La mostra “Andy Warhol. L’Arte di essere famosi” sarà aperta oggi e domani (4 e 5 gennaio) con orario continuato dalle 9,30 alle 18,30 (alle 18 l’ultimo ingresso); poi sabato e domenica (6 e 7 gennaio) dalle 10 alle 13 (ultimo ingresso alle 12,30) e dalle 16 alle 19 (ultimo ingresso alle 18,30). Biglietti: 6 euro.

“Andy Warhol. L’Arte di essere famosi” comprende 166 differenti soggetti, tra opere uniche, multipli ed oggetti d’arte, della Rosini Gutman Collection, che abbracciano gran parte dell’intero percorso artistico ed iconografico dell’artista, dal 1957 al 1987, anno della sua morte; una raccolta antologica delle “icone” più conosciute: dal Gold Book, realizzato da Warhol in occasione di una delle sue prime personali di successo alla Bodley Gallery di New York, nei primi anni Cinquanta; alle “ricette” di Suzie Farkfurt, Wild Raspberries, libro realizzato “a mano” con l’aiuto della madre Giulia Warhola, scimmiottando i libri di cucina francese tanto di moda in quel periodo; alcuni dei soggetti più famosi degli anni Sessanta, Settanta e Ottanta, dal mito di Marilyn Monroe al fascino di Liz Taylor, dalle storiche bottiglie di Coca Cola alle leggendarie lattine di zuppa Campbell’s; e ancora,  Flowers, Mao, Mick Jagger, Liza Minnelli, Joseph Beuys e Ladies and Gentlemen. Dalla Rosini Gutman Andy Warhol Collection giungono anche alcune opere inedite come gli Space Fruits, di cui Warhol stesso descrive la realizzazione nei suoi diari, a dieci anni dall’attentato subito – il 3 giugno 1968, la femminista e frequentatrice della “Factory”, Valerie Solanas, sparò a Warhol e al suo compagno di allora, Mario Amaya che sopravvissero, nonostante le gravi ferite riportate. Da quel momento l’artista apparve sempre meno in pubblico – e una serie di Dollars Bills di varie misure; Fish, Candy  Box, Drag  Queen, Kiku, Dress e Campbell Box, oltre a cover discografiche, numeri di Interview (la rivista fondata da Warhol a New York), ed altri oggetti divenuti opere d’arte dopo essere passati dalle sue mani. La serialità, la precisione della tecnica serigrafica, il concetto stesso di copia e riutilizzo, sono componenti fondamentali per comprendere il percorso di un artista diverso, innovativo, all’avanguardia per anni in cui era ancora in nuce la Pop Art, che di lì a poco si diffonderà anche in Europa.

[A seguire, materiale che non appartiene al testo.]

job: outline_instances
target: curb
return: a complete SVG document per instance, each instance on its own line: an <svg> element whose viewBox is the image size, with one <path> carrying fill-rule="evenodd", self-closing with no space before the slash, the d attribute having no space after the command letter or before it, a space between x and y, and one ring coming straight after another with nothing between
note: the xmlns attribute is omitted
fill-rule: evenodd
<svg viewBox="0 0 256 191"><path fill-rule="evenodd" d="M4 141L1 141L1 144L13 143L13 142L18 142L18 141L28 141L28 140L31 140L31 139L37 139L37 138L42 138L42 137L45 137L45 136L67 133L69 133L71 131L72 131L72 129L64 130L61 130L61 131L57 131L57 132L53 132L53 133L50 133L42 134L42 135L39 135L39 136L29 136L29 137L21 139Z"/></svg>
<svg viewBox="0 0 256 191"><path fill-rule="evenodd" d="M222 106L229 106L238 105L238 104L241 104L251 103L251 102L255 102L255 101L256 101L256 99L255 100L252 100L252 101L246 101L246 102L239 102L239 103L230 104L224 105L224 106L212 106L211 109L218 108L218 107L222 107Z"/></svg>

In mostra a Palazzo Sant’Elia anche le immagini di alcuni documenti personali di Andy Warhol: dal passaporto ad una delle sue prime pagelle, il foglio di ricovero ospedaliero dopo l’attentato, alcuni strumenti di lavoro e diversi preziosi libri, come l’“Index Book”, firmati dallo stesso Warhol. In una sala che fa parte del percorso espositivo, verranno proiettati film documentari e video d’arte sull’artista e sulla Factory. Allestito anche un bookshop, che diventa a sua volta, spazio d’arte; e un laboratorio di grafica per i più piccoli, aperto alle scuole.